Он молчит. И я молчу.

Я и не верю, что он сболтнет лишнего. Мне, правда, интересно.

— Я был ребенком, - продолжает он немного задумчиво. — И у меня была мать. Помню ли я ее? Нет. Помню ли я себя? Нет. Думаю, память человека не должна вмещать в себя века.

— Жена? Дети?

Не знаю, откуда у меня такое чувство, но готова поклясться, что Пожиратель вздрагивает. Не физически, а… будто что-то ненадолго, на краткий миг, меняется в его ауре или вообще в мире вокруг нас. Точно в бесконечно-черное озеро упал раскаленный уголек. Упал и тут же погас. Но я точно видела падение.

— Дети… - чуть растягивает он слово. – Дети могут стать гордостью родителей, опорой в старости. Могут подарить внуков, продлить род в веках. А смогут уничтожить все, во что ты верил.

— Дети – не наша собственность, - говорю осторожно. – Они не обязаны отражать наши мечты. Но при этом они все равно остаются нашими детьми. Частью нас самих.

— За. Все. Нужно. Отвечать, - говорит медленно, почти по слогам. – Ты знаешь… в твоем мире все еще хуже. Каждый готов кричать, каждый считает себя вправе оставить свое поганое мнение. Но почти никто не готов за него отвечать. Ответственность? Нет, от нее бегут, ее боятся. Легко быть глашатаем великих идей, за которыми нет ничего, кроме сладкого пустословия. И нет ничего страшнее, чем идущая следом толпа.

— Что с ними стало? С твоими детьми. Они тебя чем-то расстроили?

— О да! - разводит руками щуплая фигура по другую сторону костра. – Они очень сильно меня расстроили. — И неожиданно его голос падает до приглушенного шепота, от звука которого свербит кожу и кажется, будто в глаза насыпала золы. — Я многое забыл, маленькая королева, но их помню очень хорошо. Помню даже тот день, когда все изменилось. Глупец, тогда я ничего не понял. Не придал значения. Возможно, если бы нашел в себе мудрость поговорить с ними. Если бы нашел в себе силы развести их.

Обнимаю себя за плечи, а потом вздрагиваю от ощущения ползающих по мне насекомых. Взгляд на кожу - никого. Но я точно чувствую касание множества мелких лапок. На руке... на щеке... под одеждой...

— Они были слишком горды, чтобы поделиться со мной своей болью. Еще бы — кто я такой? Дряхлый старик, что совсем недавно вытирал им слюни. Что я знаю о жизни? Что я знаю о чувствах?

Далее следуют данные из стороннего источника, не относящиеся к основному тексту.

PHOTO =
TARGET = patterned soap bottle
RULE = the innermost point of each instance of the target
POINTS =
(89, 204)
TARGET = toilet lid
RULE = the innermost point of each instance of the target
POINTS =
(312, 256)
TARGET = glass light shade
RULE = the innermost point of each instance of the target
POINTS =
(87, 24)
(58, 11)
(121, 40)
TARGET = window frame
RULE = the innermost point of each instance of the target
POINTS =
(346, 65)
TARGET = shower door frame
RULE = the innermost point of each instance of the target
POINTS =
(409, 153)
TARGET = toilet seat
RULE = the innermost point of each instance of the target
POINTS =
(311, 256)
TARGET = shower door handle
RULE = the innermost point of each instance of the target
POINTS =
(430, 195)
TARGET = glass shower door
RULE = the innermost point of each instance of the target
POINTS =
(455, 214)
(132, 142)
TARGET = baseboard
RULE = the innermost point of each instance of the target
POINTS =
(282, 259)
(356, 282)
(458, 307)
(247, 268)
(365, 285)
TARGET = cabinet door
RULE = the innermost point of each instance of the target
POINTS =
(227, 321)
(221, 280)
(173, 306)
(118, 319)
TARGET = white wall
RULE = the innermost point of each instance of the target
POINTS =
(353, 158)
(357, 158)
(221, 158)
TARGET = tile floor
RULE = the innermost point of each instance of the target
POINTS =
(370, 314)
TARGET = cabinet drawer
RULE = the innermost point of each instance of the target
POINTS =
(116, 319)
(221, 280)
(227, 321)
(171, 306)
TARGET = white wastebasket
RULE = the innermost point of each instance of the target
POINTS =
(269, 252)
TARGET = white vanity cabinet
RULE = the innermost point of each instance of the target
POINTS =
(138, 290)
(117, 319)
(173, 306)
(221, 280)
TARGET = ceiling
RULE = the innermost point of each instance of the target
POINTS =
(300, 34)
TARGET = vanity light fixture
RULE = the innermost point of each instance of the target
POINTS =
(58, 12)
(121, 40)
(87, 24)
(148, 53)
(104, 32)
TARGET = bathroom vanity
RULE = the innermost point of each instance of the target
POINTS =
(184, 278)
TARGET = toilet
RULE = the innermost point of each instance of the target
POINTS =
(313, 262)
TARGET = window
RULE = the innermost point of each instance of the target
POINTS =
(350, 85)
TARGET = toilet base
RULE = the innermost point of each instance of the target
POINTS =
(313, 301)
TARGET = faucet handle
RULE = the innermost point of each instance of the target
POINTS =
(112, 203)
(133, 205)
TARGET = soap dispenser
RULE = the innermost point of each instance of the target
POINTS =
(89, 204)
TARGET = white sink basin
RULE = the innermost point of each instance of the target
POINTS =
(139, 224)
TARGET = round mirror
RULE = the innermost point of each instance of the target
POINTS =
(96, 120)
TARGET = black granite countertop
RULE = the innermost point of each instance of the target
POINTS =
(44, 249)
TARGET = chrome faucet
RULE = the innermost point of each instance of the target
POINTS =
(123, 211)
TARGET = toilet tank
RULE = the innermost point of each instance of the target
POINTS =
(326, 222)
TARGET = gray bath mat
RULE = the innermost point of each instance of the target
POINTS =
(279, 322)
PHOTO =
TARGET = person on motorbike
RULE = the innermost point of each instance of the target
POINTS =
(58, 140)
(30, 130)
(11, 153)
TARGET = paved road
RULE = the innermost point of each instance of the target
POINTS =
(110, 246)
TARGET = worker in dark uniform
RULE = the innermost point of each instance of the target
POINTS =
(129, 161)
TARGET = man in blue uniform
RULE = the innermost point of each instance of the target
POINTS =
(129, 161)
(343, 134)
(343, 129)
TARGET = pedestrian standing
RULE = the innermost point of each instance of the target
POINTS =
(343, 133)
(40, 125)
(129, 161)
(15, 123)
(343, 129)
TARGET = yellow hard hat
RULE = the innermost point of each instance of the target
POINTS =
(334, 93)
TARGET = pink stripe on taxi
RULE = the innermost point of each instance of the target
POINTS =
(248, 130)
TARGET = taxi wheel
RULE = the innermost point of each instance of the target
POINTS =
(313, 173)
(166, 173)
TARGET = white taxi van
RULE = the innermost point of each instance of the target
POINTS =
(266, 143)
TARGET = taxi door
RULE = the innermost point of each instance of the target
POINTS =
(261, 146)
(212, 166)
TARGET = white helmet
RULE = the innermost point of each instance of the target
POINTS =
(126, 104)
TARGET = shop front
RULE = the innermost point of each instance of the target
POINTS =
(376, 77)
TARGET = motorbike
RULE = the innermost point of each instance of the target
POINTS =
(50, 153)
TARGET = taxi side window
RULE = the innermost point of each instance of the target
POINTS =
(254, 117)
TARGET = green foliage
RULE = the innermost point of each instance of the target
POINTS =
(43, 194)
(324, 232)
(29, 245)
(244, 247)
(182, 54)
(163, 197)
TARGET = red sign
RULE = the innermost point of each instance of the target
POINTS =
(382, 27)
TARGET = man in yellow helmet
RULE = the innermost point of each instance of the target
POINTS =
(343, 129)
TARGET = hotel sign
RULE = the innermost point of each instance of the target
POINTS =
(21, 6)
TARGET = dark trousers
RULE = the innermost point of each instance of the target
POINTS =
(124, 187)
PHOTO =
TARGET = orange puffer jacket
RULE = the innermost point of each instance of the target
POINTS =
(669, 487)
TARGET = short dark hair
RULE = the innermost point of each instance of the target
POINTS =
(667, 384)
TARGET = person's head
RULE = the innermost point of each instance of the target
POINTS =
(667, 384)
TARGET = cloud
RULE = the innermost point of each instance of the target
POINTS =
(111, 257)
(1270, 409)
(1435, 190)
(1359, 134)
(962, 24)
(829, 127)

Там, далеко за пределами светового пятна от костра, по неповоротливым темным тушам прокатилась дрожь - такая сильная, что ощущаю даже через подошву сапог.

— Я умолял их одуматься. Умолял решить дело миром.

Воздух вокруг костра наполняется ледяным холодом. Каждый вздох – точно глотаешь тончайшие невидимые лезвия, что рассекают гортань, падают в легкие и начинают медленно перемалывать их в кровавую труху.

Сосредотачиваюсь на его словах, на его эмоциях.

Вся эта потусторонняя реальность не имеет никакой силы против меня - все это ненастоящее. Я не испугаюсь, не поддамся, не сбегу.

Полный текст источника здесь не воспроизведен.